Składniki na biszkopt:
- 5 jajek
- 160 g drobnego cukru do wypieków
- 120 g mąki pszennej
- 3 łyżeczki kakao
- 40 g mąki ziemniaczanej
Składniki na krem:
- 400 ml śmietanki kremówki
- 750 g serka mascarpone
- 50 g cukru pudru
- 200 g gorzkiej czekolady
- 5 kropli aromatu miętowego
Do nasączenia blatów:
- 5 łyżek rumu lub brandy
- 3 łyżki cukru
- 2 łyżki syropu miętowego lub 6-7 kropli aromatu miętowego
Dekoracja:
- 60 g masła
- 100 g czekolady mlecznej
- 2 łyżki wody
- 100 g masy marcepanowej
- 30 g cukru pudru
- kilka kropel zielonego barwnika spożywczego
- kwiatki cukrowe do przybrania
Biszkopt:
Białka oddzielić od żółtek, ubić na sztywną pianę. Pod koniec ubijania stopniowo dodawać cukier, dalej ubijając. Dodawać po kolei żółtka, nadal ubijając. Mąki i kakao wymieszać, przesiać i delikatnie wmieszać do ciasta.

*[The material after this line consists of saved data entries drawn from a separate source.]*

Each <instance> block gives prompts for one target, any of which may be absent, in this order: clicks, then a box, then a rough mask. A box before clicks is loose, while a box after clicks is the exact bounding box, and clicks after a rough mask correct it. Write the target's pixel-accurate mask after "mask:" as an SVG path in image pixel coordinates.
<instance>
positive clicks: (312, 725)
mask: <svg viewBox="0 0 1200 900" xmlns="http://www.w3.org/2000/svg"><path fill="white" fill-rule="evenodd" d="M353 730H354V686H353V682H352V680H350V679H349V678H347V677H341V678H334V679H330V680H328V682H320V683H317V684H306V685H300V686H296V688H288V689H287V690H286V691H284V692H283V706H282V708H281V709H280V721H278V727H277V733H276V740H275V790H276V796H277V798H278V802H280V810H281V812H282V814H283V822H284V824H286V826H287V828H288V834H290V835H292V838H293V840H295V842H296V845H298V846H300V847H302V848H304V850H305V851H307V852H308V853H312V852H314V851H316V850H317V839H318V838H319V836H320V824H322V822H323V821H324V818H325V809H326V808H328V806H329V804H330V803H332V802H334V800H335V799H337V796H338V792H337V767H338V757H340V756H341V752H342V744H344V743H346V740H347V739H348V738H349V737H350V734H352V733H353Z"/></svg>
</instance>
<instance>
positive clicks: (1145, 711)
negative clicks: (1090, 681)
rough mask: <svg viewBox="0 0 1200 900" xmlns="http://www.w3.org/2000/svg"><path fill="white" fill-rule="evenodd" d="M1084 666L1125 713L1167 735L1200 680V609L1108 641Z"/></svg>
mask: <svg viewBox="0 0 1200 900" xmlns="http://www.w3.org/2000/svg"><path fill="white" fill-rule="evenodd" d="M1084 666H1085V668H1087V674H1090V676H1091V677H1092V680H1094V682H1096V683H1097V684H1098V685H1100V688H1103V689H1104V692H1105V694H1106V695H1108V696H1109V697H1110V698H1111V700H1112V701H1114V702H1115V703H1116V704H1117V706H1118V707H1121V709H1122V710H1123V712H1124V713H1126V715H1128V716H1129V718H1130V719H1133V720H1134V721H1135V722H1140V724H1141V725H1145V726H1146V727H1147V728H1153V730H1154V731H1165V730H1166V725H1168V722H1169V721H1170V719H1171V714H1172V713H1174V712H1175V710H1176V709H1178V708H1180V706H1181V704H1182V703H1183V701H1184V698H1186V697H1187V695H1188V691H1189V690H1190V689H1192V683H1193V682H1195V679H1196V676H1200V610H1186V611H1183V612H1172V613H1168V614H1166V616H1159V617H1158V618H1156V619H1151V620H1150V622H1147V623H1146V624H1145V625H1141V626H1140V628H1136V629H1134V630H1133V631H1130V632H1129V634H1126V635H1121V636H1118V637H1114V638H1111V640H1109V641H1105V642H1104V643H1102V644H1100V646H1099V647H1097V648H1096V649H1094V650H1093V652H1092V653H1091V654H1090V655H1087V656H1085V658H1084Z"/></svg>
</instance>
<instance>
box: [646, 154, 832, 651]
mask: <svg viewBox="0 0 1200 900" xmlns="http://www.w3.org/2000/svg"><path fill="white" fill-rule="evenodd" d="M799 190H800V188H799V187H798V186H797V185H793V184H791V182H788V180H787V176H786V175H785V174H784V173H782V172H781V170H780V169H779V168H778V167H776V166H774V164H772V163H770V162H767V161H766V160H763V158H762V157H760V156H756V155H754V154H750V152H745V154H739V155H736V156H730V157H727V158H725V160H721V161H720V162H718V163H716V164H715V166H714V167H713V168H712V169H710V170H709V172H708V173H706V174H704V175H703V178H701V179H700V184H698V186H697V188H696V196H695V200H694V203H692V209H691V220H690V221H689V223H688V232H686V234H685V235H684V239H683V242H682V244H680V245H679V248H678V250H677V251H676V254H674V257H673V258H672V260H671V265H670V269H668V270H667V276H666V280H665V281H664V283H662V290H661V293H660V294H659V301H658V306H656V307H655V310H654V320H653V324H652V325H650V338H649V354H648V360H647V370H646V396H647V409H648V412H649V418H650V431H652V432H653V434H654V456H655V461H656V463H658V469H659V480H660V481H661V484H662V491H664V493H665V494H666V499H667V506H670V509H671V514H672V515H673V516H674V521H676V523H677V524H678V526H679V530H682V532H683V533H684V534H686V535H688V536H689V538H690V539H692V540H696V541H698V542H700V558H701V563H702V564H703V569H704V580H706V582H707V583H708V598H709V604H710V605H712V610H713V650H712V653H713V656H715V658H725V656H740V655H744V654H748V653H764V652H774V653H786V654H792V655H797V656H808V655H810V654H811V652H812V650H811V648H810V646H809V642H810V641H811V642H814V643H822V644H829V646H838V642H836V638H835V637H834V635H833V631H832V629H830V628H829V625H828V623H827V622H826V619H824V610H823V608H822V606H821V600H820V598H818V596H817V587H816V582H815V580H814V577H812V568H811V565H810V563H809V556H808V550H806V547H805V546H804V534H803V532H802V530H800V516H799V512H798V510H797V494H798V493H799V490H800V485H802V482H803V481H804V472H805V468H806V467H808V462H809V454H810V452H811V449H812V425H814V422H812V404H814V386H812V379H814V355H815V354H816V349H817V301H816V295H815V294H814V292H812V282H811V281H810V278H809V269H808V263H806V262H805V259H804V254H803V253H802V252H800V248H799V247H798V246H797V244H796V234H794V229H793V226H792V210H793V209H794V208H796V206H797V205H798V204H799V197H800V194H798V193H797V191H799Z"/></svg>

Tortownicę o średnicy 26 cm wyłożyć papierem do pieczenia. Boków formy niczym nie smarować, papierem wyłożyć tylko dno. Wyłożyć ciasto. Piec w temperaturze 160 - 170?C około 30 - 40 minut (lub dłużej, do tzw. suchego patyczka).
Gorące ciasto wyjąć z piekarnika, z wysokości około 60 cm opuścić je (w formie) na podłogę. Odstawić do uchylonego piekarnika do ostygnięcia. Całkowicie wystudzić. Przekroić na 3 blaty.
Krem:
Śmietankę ubić na sztywno, dodać cukier puder i dalej ubijać. Stopniowo dodawać serek mascarpone, nadal ubijając. Odłożyć kilka łyżek masy na bok, do dekoracji.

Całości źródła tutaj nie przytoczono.